Tip #2: Let your child determine the "self-responsibility list" that he must complete

Every child is an independent individual, and as a parent, you must respect every idea of your child.

At the same time, rights and responsibilities are equal, and we cannot deprive the child of the basic right to do what he can, but also require the child to assume the responsibility of doing things.

We must let children understand that some things can be done according to their own preferences, but some things fall within the scope of children's responsibilities, such as self-care of personal life, management of work and rest time, completion of learning tasks, etc. These belong to the "self-responsibility list" and need children to complete independently.

Of course, in the case of limited personal ability and can not be completed, the child can turn to the parents to determine the specific content of the help, such as what step they have already done? Where else do parents need to support them?

Only under the premise of freedom and trust can children's self-discipline ability be cultivated little by little.

Learn self-discipline, children will learn independently, unveiling the two secrets of allowing children to go from other discipline to self-discipline

When applying the Self-Responsibility Checklist, parents need to pay attention to the following five aspects:

1. Don't turn your child's responsibility into a parent's.

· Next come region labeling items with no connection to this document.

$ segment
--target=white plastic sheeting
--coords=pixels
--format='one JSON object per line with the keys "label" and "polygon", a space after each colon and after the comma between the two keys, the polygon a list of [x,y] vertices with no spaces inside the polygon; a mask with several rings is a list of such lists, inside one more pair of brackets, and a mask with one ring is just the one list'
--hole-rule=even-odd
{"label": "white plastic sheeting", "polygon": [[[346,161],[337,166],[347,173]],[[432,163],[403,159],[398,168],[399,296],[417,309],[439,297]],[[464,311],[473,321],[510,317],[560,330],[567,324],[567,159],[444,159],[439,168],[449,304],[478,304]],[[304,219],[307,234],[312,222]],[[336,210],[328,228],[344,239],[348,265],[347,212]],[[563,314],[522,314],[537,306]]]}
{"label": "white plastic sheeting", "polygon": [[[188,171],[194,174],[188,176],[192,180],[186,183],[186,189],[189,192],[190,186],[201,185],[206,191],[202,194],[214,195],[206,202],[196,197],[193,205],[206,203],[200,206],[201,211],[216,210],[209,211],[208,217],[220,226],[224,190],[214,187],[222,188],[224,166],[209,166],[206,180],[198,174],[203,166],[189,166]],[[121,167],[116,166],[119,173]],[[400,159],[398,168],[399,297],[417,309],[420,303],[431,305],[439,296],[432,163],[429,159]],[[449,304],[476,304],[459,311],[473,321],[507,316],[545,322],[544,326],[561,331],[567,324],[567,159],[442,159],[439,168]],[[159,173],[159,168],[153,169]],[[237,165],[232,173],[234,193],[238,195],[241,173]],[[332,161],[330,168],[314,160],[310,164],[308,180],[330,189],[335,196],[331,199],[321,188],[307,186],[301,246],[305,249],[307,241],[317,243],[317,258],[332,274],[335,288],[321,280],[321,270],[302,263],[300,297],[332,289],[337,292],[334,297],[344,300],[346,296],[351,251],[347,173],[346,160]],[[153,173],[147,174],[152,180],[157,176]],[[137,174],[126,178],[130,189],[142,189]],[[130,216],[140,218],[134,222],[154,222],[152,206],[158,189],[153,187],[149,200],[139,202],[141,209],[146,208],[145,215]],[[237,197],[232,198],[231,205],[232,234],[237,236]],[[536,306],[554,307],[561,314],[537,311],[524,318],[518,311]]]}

2. Let your child learn to bear the consequences of their own decisions.

3. Respect the child's personality and physical and mental development needs.

4. When children encounter difficulties, parents should give appropriate guidance rather than dominance.

5. Start from the child's internal drive and guide the child to be independent.

epilogue

In order for children to achieve the transformation from other disciplines to self-discipline, in the final analysis, it depends on the parents' educational attitude and correct educational concept.

When a parent always does what he or she would have been able to do, the child loses the ability to self-manage.

On the contrary, when parents let their children boldly do it and create an experience opportunity for their children to feel a sense of accomplishment, the children will gradually learn to take responsibility and control themselves in the process, and slowly achieve the purpose of moving from other discipline to self-discipline.